Iron triangles get their name because they are incredibly hard to remove once they’re instantiated because, in some sense, each point is necessary.

Here’s my best take on an illustration for this iron triangle:

A triangle chart. The top point is Public Value. The bottom right is New Public Management. The bottom left is Professional Bureaucracy. Along the inner sides labeled Beneft we have, Left: Quality Innovation, right: Resource Integrity, and bottom: Protection of Process Integrity.

So, what did Broucker, De Wit, and Mampaey find? After launching three case studies (for three universities in the same university system), and performing discourse analysis at multiple organizational levels, they saw institutional communications to be very isomorphic, setting out to satisfy multiple competing values.

However, as they moved deeper into the organizations with more specific audiences for each communication, they found that communications were able to differentiate to a greater extent. Still, typically, even when messaging was more differentiated, it drew upon two of the discourses rather than all three.

There are a few implications we could draw from this study.

  1. Differentiation is hamstrung by strategic ambiguity. Universities need to please many stakeholders. And this causes them to represent competing values in balance with one another.
  2. However, differentiation is possible as the communications become more specific and speak to more specific audiences.
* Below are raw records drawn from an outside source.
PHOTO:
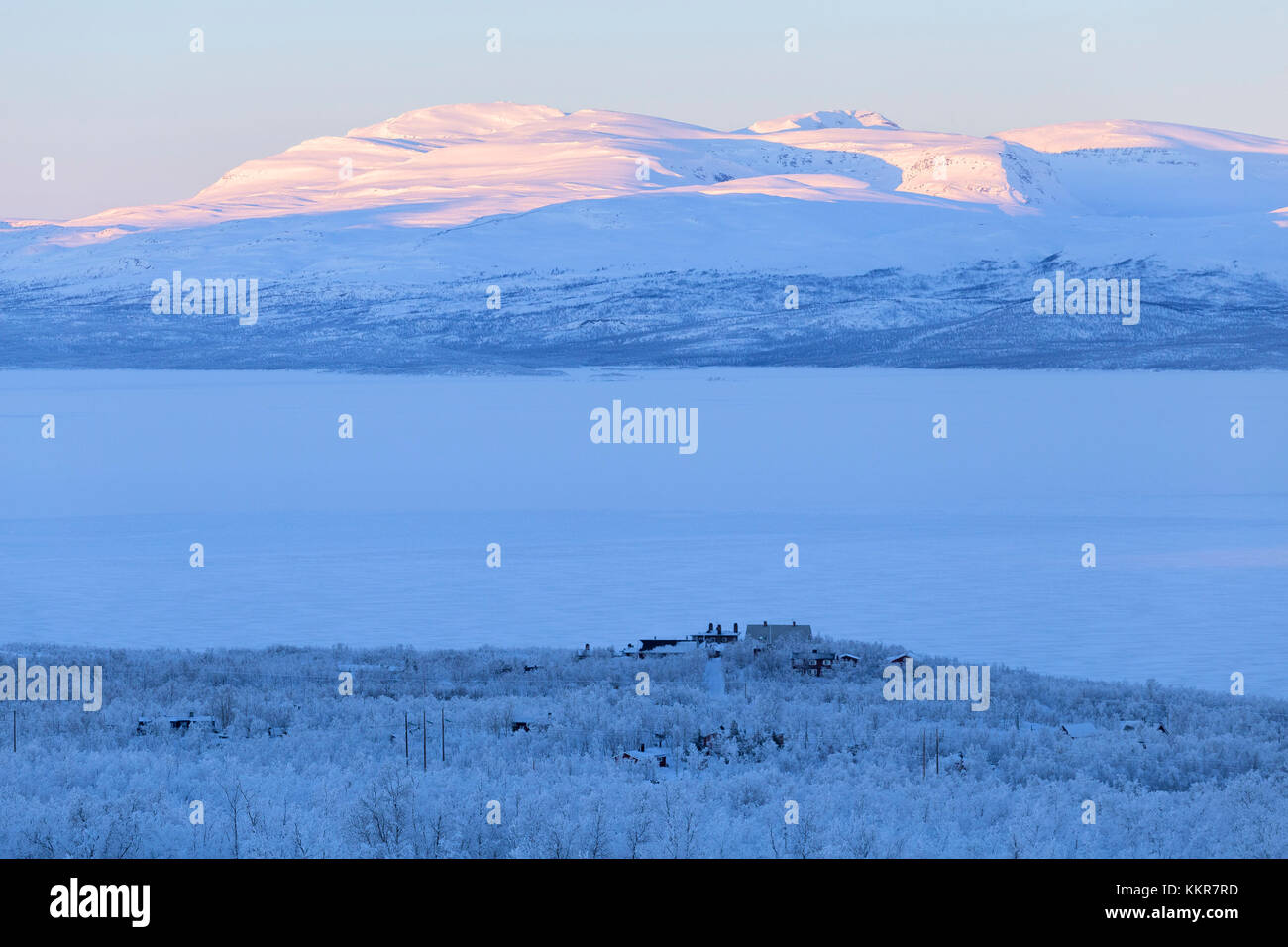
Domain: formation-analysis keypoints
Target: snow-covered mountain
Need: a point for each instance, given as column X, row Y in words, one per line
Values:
column 616, row 237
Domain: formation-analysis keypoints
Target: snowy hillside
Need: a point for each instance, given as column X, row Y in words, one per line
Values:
column 432, row 742
column 614, row 237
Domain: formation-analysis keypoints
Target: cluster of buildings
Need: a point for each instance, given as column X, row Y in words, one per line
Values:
column 713, row 637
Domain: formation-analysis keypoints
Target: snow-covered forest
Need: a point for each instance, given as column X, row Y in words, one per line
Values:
column 299, row 770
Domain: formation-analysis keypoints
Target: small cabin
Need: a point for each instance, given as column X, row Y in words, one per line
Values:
column 812, row 661
column 176, row 724
column 1078, row 731
column 771, row 634
column 527, row 719
column 652, row 755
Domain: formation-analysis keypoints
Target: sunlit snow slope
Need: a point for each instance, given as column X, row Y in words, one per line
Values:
column 616, row 237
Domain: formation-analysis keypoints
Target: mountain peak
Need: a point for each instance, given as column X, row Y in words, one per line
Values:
column 467, row 121
column 825, row 119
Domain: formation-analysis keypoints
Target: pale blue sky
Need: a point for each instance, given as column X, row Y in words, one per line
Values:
column 112, row 93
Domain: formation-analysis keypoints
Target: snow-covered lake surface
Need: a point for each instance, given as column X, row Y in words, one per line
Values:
column 969, row 545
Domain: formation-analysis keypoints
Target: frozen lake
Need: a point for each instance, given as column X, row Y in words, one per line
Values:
column 969, row 545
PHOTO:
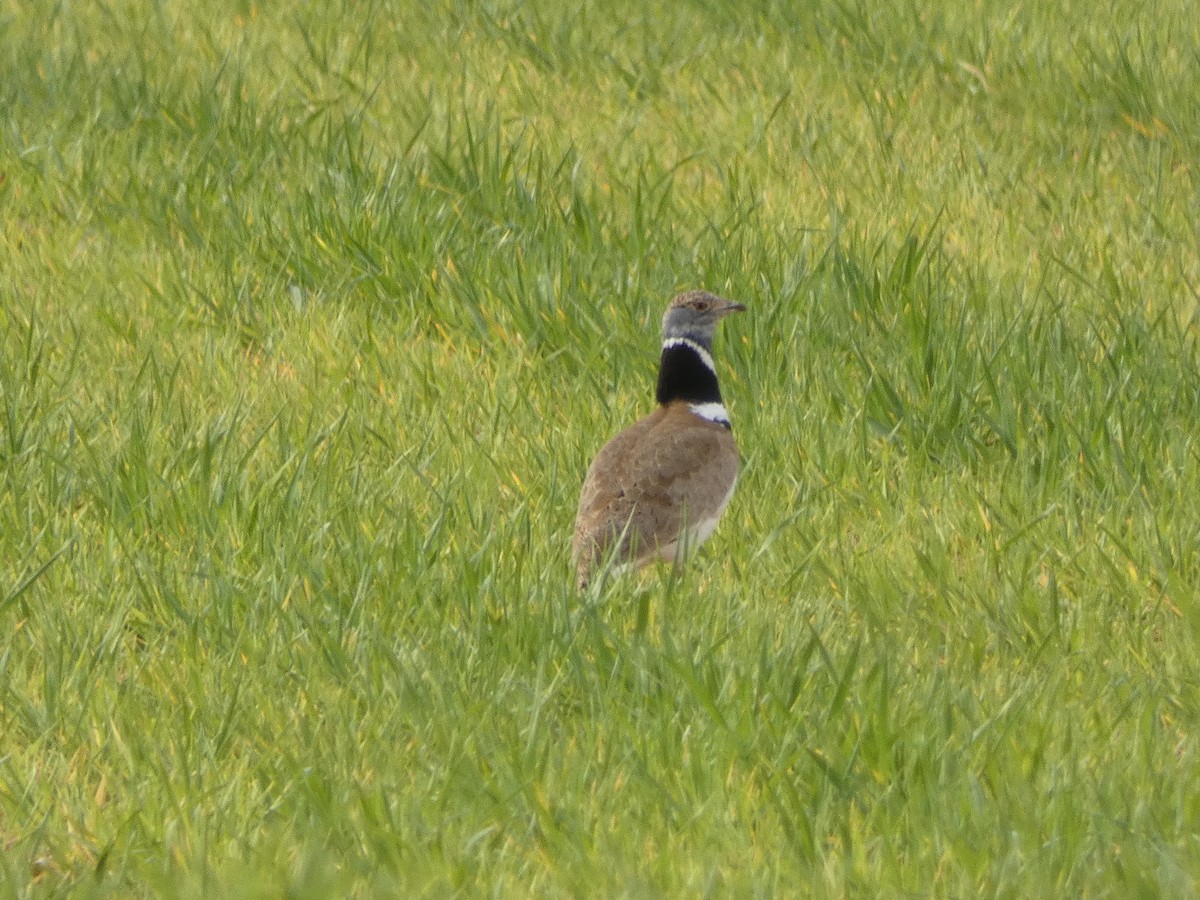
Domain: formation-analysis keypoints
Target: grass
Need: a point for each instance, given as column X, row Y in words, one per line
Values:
column 313, row 316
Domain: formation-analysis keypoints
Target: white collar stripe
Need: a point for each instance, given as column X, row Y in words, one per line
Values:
column 705, row 355
column 713, row 412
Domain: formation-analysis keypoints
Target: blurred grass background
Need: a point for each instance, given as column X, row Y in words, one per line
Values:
column 312, row 316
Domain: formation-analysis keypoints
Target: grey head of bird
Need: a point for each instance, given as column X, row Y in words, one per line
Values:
column 694, row 315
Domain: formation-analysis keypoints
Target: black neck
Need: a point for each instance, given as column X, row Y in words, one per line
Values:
column 684, row 376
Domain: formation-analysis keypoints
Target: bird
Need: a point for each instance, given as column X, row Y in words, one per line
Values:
column 659, row 487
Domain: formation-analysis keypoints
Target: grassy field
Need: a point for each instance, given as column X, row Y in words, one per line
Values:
column 311, row 317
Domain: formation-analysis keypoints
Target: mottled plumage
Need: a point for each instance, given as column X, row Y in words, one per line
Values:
column 660, row 486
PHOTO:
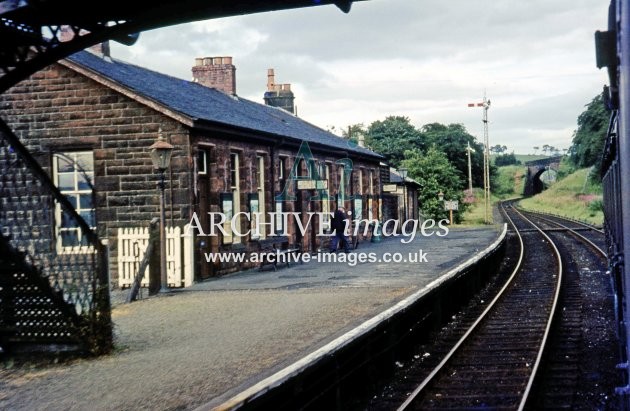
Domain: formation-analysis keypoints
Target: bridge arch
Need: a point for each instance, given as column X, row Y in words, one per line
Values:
column 535, row 169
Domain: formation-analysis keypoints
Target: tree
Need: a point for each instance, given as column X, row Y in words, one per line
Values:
column 453, row 139
column 392, row 137
column 589, row 138
column 353, row 132
column 434, row 173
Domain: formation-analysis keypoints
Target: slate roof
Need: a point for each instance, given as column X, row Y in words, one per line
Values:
column 203, row 103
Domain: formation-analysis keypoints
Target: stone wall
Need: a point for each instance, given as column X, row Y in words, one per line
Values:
column 58, row 110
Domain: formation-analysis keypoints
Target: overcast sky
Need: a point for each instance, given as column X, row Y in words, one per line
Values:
column 417, row 58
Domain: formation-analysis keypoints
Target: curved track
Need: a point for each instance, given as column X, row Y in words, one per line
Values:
column 580, row 359
column 494, row 364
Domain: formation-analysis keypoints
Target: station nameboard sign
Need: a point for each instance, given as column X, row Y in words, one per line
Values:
column 312, row 184
column 451, row 205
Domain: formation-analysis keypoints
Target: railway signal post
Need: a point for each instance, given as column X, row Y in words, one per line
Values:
column 486, row 157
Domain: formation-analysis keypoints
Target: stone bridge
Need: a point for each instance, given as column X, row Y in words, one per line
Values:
column 533, row 184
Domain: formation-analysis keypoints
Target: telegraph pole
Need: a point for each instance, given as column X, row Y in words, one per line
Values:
column 486, row 156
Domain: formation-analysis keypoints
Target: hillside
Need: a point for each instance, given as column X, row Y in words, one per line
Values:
column 576, row 196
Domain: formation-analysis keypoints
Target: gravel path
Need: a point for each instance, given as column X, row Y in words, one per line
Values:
column 180, row 360
column 211, row 341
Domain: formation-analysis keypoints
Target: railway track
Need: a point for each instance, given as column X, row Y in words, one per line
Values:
column 494, row 364
column 576, row 374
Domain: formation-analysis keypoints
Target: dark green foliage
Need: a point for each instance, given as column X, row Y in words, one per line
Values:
column 435, row 173
column 453, row 140
column 506, row 160
column 353, row 132
column 588, row 139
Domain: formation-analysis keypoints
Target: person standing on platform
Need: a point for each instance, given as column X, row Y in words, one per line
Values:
column 340, row 223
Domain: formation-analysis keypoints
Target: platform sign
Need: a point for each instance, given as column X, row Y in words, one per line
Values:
column 451, row 205
column 312, row 184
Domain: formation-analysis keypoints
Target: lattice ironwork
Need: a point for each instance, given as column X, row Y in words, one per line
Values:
column 51, row 293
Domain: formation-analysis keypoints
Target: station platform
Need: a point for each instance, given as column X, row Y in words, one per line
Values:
column 201, row 346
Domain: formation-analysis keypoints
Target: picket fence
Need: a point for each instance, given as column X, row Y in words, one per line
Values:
column 132, row 244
Ultimately, I want to stress the importance of recognizing that differentiation is one tool in a brand manager’s toolset and that different strategies are designed to attend to different problems. If all you ever use is a hammer (differentiation), every problem looks like a nail.

I also want to mention, as talked about in Appendix B recently, that when we talk about differentiation, we’re often inadvertently mixing in ideas about brand personality. And, there are different goals and strategies associated with communicating the personalities of our brands.

At least on the point of isomorphism, know that you can differentiate your communications as you get more specific to the product and the audience.


References: Broucker, B., De Wit, K., & Mampaey, J. (2021). Brand communication of higher education institutions: a call for multichannel communication analysis in higher education branding research. Higher Education Policy, 34, 928-948.